Bir mantranın kalbi ve gücü, sesli harflerin özündedir ve sesli harfler esasıdır. Sanskritçe’de, bija (tohum) anlamın, zekanın ve adanmışlığın büyüdüğü temeldir. Her bir tohum sesinde şifa için kullanılabilecek bir güç vardır ve nefes en önemli kaynaktır. Tohum mantraları çok az metinden oluşur. ( Om, Hum, Ham….gibi ) Tohum sesleri kutsal metinler içinde vurgulandığında metnin anlamı ve gücü artar. Bu güçlü temel sesler beden içindeki psikolojik ve fizyolojik sistemlerdeki iç blokları değiştirmek için gereken titreşimleri harekete geçirir. Tüm mantralar, dünyanın bütün enerji modelini koruyan orijinal bir titreşimin modifikasyonudur.

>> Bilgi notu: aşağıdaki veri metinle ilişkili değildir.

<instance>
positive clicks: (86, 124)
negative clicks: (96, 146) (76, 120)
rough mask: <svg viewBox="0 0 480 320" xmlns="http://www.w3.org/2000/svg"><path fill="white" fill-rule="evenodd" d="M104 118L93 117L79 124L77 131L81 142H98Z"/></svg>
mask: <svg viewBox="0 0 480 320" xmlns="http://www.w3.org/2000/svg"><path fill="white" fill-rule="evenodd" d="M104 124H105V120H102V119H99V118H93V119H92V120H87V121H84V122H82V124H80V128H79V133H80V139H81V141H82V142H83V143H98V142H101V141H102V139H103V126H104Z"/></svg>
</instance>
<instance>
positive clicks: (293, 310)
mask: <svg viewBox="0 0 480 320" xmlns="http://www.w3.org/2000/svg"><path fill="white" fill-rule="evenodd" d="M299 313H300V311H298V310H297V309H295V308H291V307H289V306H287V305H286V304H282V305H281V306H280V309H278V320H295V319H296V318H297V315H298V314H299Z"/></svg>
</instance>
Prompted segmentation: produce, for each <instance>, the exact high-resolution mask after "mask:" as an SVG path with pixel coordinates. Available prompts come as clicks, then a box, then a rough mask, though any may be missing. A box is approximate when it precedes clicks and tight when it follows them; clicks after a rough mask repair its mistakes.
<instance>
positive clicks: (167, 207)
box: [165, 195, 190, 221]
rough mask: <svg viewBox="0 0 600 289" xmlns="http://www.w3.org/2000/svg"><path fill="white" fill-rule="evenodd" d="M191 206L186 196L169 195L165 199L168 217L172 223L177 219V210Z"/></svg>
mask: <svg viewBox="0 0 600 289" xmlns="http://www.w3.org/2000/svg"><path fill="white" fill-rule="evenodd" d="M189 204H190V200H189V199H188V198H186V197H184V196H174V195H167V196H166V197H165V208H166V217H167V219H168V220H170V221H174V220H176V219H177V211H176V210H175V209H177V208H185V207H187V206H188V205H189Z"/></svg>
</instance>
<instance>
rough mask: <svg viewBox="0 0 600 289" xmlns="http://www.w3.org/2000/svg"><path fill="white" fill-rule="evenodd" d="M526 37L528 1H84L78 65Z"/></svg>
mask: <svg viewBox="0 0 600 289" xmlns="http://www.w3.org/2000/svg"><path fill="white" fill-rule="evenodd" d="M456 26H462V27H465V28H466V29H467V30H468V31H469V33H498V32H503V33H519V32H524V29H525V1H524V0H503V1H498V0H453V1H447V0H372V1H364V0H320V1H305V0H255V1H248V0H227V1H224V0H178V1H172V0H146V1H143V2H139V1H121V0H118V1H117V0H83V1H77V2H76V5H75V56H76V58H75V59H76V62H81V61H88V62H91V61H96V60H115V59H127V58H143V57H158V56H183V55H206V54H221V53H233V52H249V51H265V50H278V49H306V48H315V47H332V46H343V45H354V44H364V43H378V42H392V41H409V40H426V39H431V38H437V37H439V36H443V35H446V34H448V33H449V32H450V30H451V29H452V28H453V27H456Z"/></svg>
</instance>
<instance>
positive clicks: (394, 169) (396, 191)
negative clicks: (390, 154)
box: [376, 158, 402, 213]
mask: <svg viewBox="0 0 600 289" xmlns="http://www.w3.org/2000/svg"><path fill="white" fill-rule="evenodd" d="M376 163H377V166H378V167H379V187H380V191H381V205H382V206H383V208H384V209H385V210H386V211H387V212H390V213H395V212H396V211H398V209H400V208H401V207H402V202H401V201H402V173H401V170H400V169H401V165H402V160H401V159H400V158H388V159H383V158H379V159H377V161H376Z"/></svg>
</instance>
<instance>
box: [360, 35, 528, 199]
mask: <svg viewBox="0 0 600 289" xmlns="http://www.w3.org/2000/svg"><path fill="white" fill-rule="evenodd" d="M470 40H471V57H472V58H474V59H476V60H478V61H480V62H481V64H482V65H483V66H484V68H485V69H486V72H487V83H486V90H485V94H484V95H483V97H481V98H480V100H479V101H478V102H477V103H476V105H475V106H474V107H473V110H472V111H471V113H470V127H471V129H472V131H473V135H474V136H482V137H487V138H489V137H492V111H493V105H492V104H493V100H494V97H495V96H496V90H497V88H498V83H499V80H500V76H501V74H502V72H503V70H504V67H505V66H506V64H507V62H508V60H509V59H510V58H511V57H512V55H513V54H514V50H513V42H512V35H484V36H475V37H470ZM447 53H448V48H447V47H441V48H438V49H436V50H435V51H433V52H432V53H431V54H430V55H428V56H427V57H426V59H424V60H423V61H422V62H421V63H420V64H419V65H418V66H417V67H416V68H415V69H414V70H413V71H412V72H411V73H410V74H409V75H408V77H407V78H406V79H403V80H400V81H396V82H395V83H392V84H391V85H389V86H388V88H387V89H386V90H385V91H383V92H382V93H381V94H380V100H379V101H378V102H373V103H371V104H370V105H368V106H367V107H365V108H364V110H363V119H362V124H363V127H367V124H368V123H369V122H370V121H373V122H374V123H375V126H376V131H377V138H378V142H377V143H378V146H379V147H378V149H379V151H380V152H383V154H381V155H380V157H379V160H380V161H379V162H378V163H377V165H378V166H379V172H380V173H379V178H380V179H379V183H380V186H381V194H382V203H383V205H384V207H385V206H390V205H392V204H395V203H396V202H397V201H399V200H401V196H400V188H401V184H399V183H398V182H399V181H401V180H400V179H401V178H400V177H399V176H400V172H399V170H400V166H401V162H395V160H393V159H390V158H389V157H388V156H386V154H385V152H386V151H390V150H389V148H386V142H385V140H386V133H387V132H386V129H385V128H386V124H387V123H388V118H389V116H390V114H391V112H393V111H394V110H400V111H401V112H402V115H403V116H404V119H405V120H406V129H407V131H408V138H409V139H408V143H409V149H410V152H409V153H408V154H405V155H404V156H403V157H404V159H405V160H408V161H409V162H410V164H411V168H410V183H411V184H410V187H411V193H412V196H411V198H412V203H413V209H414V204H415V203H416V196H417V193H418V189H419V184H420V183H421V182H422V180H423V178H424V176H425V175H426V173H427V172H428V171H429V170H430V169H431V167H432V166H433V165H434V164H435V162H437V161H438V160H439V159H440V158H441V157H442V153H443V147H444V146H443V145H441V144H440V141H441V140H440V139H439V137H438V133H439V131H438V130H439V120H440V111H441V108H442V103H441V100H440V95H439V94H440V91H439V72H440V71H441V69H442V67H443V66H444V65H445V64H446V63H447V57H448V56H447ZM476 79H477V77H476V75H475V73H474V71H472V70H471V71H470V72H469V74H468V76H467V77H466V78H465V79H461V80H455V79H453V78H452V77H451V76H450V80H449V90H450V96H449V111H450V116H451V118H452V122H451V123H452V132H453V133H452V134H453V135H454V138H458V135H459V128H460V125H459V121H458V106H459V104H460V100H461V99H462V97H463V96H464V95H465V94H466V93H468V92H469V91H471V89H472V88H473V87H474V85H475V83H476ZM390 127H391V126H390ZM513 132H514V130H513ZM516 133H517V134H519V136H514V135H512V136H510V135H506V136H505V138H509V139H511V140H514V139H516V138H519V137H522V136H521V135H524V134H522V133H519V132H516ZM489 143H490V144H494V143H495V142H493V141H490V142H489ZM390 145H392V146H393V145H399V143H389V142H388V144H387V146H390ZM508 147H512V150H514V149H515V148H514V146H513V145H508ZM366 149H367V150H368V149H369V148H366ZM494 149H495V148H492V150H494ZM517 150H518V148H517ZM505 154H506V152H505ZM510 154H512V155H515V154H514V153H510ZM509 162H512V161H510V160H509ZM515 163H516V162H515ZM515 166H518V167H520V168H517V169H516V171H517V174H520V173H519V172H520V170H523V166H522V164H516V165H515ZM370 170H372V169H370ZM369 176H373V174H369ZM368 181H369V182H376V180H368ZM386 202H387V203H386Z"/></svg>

Sesiniz ile çalışırken temel vokallerle ya da kısa tohum mantralar ile başlamanızı tavsiye ederim. Uzun mantraları söylemeye çalışmak zihninizi harekete geçirir, bilmediğiniz bir dildeki uzun metinleri tekrarlamak sizi öz sesinizden uzaklaştırır. Metinlere, melodilere takılı kalmadan ilk önce nefesinizin vokallerle akışını keşfetmeli, sesinizi yüksek volümde çıkarmadan küçük sesle, kendinizi dinleyerek bu yolculuğa başlamalısınız. U – O – A – E – İ vokalleriyle egzersiz yapmaya başlayabilirsiniz, bunlar temel vokallerdir, sonra kök mantralar ile yavaş yavaş ilerleyin ve kendinizi dinleyin, bağırmadan, küçük küçük.

Tonlama genellikle bir tonda nefes ve ses uzatılırken, ilahi çeşitli tonlar içerebilir. Genellikle mantralar bir, iki veya üç tondur, kök mantralar en fazla üç ton ile yapılır. Aynı tonda başlamak ve bitirmek yaygındır, sesteki tekrarlayan kalıplar okuma tonunda bir ilahi şeklidir. Düşünceler, eylemler, hareketler ve konuşma arasındaki bu yakın ilişkiyi kurmak , duyuların dikkatini dağıtmadan gözlemlemek için ilk zamanlarda keskin bir yetenek gerektirir. Sesinizi dinlemek bu noktada çok önemlidir.

Yüzyıllardır tonların, renklerin ve ritimlerin kullanımı beden, zihin ve ruh bütünlüğünü sağlamak için uygulandığı yüzlerce kaydedilmiş yöntem vardır. Bunların birçoğu spesifik detayda hemfikirdir ve hepsinin temeli ” tonlamaya ” dayanıyor. Tonlama yaparak biz kendimize, birbirimize ve manevi güçlerimize bağlanabilir, tonlama sayesinde sesimizle yeniden bağlantı kurarak hayatımızdaki armoniyi, uyumu ve dengeyi kurabiliriz.

Sufi müzisyen ve düşünür Inayat Han ‘ ın ses ve kelimelerin gücü ile ilgili yazılarından kısa bir bölüm şimdilik son söz olsun;

” Sesinizle çalışın, böyle bir ses üretebildiğinize hayret edinceye kadar sesle çalışın ve size ilahi alaca gaydanın büyüsünün fısıltısını fısıldadığı bir alet olduğunuzu hissedeceksiniz. Kendinizi uzayın ötesinde saf bir titreşim haline getirin. Vokal akorların , evrenin titreşimli ağına ulaştığı sesin gücü, aynı tonda titreşen kozmik senfoni ile bağlantı kurmasından dolayıdır. Fiziksel bir sesin tekrarı, bir ses akımını, titreşimsel bir gelgit dalgasını başlatır. Eterde enerji üreterek saf titreşim haline gelmeli ve diğer tarafa geçmelisiniz. “

Öteki aleme sesler ile  güzel yolculuklar olsun…:)

SESİNİ KEŞFET ‘ mek daha önce hiç farketmediğin bir aleme geçiş yapmak gibidir. Gözünü kapatır gidersin, açtığında sen , sen değildir artık.